I’ve seen a few dirty tricks in my time. I’ve worked in one form or another in advertising, media sales, contract publishing and business development companies over the past 20 years. I have seen people selling ad space in directories and magazines that would never be published – well maybe just a short print run to send voucher copies to the advertisers and other such techniques that would make the Wolf of Wall Street give the nod of approval to. My moral compass prevented me from staying in that type of organisation for long and, to put things into perspective, I’ve been at Alchemis for 12 years and sleep soundly every night, content in the knowledge that if a customer pays for a service, the work will be carried out.
But reading in Campaign last week about DHL’s recent stunt, I couldn’t help wondering if this kind of underhand tactic is like a declaration of war on their business rivals. Actually, maybe not even a declaration – more like dropping a guerrilla marketing bomb and then announcing “we done you when you weren’t looking” afterwards.

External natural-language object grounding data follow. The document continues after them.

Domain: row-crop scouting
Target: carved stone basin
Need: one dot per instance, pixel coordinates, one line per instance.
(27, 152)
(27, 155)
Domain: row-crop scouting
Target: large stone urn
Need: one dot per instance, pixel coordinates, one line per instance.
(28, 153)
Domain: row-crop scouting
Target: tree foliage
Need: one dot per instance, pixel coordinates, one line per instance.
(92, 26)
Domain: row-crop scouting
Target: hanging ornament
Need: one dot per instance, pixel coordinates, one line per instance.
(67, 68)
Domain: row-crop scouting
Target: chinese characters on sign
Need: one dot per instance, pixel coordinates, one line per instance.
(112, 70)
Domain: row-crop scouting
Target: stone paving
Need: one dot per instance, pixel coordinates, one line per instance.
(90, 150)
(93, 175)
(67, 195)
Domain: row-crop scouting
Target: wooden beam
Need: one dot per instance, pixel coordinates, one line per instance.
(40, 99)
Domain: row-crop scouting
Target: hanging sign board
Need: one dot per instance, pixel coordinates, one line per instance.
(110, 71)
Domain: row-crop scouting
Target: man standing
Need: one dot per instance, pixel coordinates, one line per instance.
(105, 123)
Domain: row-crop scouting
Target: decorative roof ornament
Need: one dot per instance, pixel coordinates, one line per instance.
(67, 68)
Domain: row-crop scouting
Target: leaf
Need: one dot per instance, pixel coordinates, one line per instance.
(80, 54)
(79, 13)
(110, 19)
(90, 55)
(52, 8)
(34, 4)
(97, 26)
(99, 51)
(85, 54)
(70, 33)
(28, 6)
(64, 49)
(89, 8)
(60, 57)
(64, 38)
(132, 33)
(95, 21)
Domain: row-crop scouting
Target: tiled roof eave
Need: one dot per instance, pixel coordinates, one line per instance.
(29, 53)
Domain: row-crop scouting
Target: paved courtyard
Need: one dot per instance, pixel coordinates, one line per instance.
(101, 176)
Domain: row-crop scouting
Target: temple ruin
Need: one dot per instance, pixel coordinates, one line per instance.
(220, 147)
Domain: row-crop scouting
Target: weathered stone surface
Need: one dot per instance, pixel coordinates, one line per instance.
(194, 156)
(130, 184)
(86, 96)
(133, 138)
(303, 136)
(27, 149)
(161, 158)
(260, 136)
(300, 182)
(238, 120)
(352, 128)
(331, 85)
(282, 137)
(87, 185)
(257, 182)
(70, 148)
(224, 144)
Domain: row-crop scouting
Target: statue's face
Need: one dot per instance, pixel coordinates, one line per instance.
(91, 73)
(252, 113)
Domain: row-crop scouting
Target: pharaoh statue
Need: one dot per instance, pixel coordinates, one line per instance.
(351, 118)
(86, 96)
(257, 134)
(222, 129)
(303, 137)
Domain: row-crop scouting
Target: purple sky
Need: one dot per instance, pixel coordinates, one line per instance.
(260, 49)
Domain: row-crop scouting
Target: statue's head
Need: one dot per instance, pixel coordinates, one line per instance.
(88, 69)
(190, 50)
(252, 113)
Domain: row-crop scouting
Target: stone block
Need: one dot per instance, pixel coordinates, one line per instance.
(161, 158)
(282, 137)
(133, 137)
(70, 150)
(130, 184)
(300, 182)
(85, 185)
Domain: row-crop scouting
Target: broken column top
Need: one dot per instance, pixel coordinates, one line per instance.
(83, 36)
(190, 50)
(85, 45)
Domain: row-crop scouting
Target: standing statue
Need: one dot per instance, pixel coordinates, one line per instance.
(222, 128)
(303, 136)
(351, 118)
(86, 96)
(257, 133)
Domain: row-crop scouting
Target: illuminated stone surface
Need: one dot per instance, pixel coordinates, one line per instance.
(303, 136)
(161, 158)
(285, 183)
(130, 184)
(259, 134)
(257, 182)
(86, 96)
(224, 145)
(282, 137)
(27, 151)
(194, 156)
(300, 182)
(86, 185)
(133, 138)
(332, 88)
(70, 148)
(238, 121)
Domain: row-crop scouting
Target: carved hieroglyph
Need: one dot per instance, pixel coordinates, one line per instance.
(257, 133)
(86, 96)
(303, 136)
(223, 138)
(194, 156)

Just in case you have no idea what I’m going on about, DHL’s German agency paid rival logistics companies to deliver overly large packages that are plain to begin with but then reveal huge statements such as DHL IS FASTER in warmer temperatures, as a rival-uniformed courier is struggling to carry them down a busy street. A bit like those coffee mugs that reveal a topless woman (or underpantless man) when you pour hot water into them. You can see the DHL Trojan marketing campaign here.
Will 2014 be the year that organisations try to win new business by infiltrating and disrupting their competitors own efforts for the whole world to see and laugh at? Maybe a bit like a school bully taking a younger child’s hand and forcing him to hit himself in the face?
Maybe they followed the example from the customer who paid for the British Airways promoted tweet advising everyone not to fly with them.
I’m waiting for the repercussions with bated breath. But I must admit, I did smirk at the audacity of it.